La densa argomentazione di Cabiddu prende le mosse dal nesso che intercorre fra due compiti primari della Repubblica indicati nella Costituzione Italiana (art. 9): la promozione dello «sviluppo della cultura» e la tutela del «paesaggio e [del] patrimonio storico e artistico della Nazione». Nella crescita culturale degli individui e della società, rimarca l’autrice, gli aspetti immateriali e quelli materiali sono gli uni necessari agli altri: un rapporto di reciproco nutrimento, ribadito dalla Corte Costituzionale con la sentenza n. 118/1990. Vale la pena riportarne un passaggio: «lo Stato deve curare la formazione culturale dei consociati alla quale concorre ogni valore idoneo a sollecitare e ad arricchire la loro sensibilità come persone, nonché il perfezionamento della loro personalità ed il progresso anche spirituale oltre che materiale. In particolare, lo Stato, nel porsi gli obiettivi della promozione e dello sviluppo della cultura, deve provvedere alla tutela dei beni che sono testimonianza materiale di essa ed assumono rilievo strumentale per il raggiungimento dei suddetti obiettivi sia per il loro valore culturale intrinseco sia per il riferimento alla storia della civiltà e del costume anche locale; deve, inoltre, assicurare alla collettività il godimento dei valori culturali espressi da essa».

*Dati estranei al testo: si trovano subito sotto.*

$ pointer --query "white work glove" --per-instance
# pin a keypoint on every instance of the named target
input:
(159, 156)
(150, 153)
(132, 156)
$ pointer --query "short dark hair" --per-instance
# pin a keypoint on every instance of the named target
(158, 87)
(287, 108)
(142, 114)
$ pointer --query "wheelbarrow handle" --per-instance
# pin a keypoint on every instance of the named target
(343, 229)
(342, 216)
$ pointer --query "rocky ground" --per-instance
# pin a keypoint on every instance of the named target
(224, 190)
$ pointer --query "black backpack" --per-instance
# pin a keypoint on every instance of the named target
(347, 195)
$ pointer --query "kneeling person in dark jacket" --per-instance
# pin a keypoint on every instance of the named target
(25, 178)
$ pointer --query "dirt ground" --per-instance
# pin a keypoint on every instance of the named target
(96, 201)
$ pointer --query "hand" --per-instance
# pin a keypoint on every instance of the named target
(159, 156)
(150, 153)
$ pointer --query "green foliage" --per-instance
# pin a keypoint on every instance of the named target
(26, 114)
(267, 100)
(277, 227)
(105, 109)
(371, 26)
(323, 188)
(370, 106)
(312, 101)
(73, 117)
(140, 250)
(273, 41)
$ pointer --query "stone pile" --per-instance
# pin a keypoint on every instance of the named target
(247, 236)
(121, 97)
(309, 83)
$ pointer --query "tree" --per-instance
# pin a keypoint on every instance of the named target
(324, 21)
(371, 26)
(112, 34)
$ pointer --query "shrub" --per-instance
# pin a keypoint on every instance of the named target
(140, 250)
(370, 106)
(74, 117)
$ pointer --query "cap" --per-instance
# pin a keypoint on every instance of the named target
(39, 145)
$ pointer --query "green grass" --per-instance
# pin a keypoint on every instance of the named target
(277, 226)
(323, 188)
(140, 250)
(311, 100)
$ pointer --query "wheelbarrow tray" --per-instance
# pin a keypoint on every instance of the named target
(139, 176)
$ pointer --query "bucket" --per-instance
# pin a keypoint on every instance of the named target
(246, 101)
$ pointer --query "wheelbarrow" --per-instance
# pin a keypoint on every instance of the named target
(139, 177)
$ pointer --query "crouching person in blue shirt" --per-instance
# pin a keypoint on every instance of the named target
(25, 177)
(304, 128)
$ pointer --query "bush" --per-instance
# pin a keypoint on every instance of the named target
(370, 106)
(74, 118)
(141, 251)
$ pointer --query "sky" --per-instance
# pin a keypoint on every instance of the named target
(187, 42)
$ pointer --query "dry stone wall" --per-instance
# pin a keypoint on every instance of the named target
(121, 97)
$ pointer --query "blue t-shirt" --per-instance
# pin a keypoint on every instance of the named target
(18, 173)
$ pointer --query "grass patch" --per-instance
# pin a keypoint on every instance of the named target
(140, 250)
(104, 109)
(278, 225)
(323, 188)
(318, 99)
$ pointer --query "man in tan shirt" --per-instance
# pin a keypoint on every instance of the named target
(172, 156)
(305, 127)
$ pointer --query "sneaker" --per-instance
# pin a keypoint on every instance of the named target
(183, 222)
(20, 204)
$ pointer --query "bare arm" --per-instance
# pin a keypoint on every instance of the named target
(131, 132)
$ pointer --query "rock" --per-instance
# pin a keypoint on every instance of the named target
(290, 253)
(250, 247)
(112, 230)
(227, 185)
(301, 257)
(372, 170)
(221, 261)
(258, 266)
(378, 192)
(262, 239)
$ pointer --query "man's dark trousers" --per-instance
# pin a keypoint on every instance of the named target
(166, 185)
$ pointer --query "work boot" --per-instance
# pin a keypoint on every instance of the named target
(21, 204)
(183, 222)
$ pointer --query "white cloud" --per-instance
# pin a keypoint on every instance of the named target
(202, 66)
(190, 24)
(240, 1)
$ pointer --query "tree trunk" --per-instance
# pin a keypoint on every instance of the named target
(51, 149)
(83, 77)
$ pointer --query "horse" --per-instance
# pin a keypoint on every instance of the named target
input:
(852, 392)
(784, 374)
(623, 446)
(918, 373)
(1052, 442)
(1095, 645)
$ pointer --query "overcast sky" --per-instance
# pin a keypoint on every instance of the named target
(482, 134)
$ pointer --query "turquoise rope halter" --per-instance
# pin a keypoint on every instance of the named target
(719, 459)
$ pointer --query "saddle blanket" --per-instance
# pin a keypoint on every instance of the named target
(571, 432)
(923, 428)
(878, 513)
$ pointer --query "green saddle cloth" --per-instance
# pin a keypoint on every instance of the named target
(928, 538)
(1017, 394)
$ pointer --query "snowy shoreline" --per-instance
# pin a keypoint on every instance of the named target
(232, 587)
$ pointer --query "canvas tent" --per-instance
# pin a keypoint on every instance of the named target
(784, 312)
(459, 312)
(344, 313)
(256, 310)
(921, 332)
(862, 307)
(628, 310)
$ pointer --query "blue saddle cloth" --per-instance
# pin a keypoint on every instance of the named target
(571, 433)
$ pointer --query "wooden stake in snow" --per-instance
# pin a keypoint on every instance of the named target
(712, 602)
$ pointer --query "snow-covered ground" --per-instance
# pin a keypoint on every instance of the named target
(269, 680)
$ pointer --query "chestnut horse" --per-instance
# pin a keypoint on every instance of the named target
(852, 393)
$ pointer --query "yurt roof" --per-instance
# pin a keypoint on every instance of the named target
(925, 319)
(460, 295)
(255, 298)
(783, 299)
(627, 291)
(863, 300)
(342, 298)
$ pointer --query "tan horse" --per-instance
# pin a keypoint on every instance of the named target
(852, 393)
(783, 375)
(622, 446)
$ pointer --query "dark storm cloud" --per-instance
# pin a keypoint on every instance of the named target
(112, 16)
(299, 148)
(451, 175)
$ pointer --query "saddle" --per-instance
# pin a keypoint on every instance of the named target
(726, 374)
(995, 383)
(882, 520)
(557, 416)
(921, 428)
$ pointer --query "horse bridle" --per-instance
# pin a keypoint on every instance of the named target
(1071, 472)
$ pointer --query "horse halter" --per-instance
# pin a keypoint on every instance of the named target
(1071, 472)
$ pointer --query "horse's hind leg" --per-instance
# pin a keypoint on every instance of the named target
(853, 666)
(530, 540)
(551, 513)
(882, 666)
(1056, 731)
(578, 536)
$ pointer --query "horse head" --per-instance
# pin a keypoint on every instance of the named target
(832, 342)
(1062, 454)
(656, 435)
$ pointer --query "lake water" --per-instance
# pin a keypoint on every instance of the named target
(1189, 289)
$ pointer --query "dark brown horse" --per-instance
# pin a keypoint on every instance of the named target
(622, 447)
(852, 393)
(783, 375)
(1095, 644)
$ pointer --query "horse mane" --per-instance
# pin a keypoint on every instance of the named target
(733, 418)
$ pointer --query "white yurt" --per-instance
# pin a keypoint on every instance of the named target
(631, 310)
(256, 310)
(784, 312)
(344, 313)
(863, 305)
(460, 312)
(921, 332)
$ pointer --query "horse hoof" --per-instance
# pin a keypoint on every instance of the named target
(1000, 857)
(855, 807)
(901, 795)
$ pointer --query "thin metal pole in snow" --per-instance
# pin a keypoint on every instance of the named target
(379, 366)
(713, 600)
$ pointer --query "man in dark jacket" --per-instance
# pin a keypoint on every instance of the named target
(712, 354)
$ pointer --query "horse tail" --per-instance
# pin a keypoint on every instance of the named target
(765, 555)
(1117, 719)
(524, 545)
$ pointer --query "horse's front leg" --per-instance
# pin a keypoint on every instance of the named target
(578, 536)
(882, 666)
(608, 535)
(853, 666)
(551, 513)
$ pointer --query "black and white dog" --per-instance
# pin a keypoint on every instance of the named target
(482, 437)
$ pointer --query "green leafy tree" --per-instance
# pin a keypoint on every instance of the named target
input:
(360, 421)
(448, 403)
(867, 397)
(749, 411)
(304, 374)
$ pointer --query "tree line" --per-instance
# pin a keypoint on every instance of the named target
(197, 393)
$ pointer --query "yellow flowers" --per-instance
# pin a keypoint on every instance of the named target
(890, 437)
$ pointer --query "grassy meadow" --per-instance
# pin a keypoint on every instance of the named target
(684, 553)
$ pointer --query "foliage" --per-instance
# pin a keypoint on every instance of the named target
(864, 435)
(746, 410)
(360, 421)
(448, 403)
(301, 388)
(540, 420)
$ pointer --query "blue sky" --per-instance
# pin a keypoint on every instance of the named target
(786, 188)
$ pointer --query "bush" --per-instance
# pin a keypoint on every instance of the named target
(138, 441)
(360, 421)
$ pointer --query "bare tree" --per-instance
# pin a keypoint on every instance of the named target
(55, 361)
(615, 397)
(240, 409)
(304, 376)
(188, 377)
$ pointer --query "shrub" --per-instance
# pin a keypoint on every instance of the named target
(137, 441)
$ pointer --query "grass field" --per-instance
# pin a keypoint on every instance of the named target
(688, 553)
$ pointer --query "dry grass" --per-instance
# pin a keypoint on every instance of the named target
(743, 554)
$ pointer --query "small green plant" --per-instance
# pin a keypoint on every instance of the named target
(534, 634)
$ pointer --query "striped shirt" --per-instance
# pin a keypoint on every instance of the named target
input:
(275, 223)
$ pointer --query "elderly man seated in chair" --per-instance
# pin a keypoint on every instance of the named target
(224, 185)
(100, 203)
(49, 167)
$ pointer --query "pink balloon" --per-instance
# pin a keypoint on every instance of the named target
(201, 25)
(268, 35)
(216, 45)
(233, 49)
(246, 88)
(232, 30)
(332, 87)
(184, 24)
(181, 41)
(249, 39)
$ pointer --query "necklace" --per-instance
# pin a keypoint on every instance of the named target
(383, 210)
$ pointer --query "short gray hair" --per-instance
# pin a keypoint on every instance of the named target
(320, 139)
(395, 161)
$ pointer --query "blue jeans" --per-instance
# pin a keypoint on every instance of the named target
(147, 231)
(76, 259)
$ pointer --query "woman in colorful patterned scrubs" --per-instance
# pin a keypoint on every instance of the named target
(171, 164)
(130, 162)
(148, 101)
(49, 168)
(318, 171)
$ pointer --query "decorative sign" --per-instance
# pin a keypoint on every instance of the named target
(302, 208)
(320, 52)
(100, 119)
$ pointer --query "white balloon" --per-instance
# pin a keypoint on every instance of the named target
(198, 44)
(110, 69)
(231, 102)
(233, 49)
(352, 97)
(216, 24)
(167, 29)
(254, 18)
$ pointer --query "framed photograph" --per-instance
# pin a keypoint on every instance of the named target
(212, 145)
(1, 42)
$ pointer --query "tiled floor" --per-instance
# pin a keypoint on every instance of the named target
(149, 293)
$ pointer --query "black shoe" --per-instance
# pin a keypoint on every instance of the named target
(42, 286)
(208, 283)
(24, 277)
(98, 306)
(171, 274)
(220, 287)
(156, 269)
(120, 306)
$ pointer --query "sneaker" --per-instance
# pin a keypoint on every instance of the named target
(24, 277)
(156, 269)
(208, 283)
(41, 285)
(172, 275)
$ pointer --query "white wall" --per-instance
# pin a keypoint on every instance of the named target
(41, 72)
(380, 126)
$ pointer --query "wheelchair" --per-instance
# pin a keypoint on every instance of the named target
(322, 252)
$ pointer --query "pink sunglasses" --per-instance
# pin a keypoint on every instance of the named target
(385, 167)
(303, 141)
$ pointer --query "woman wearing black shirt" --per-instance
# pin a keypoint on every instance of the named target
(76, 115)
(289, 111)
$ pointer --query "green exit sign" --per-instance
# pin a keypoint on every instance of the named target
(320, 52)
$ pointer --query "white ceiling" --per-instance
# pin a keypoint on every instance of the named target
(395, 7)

In questo solco, Cabiddu si schiera per un concetto di tutela non ristretto alla mera conservazione ma inteso come valorizzazione attiva dei beni culturali, obiettivo conseguibile in una cooperazione fra soggetti pubblici e privati, nel rispetto della libertà della cultura: «L’equilibrio fra il ruolo attivo delle istituzioni pubbliche e la libertà della cultura, mai definitivamente raggiunto in uno Stato democratico, risulta perciò affidato al pluralismo dei diversi attori culturali, spettando semmai ai pubblici poteri il compito di sostenere, volta per volta, quelle espressioni della vita culturale che, affidate alla proprie forze, rischierebbero di non affermarsi o di scomparire» (p. 17). Grazie soprattutto all’art. 5 della Costituzione, lo Stato – ricorda la giurista – «non si esaurisce nell’organizzazione dello Stato-apparato […] ma si estende all’articolazione complessiva degli enti pubblici territoriali (Regioni, Province e Comuni) e funzionali in connessione coi loro fini istituzionali, nonché all’insieme dei soggetti di cui la Repubblica si compone come ordinamento dei cittadini». Ne è conseguita una distribuzione di competenze e poteri ispirata ai «principi di sussidiarietà, differenziazione ed adeguatezza» (p. 19) a cui ha corrisposto «una variegata tipologia di strumenti giuridici: conservativi e promozionali, repressivi e incentivanti, dissuasivi e premiali» (p. 20).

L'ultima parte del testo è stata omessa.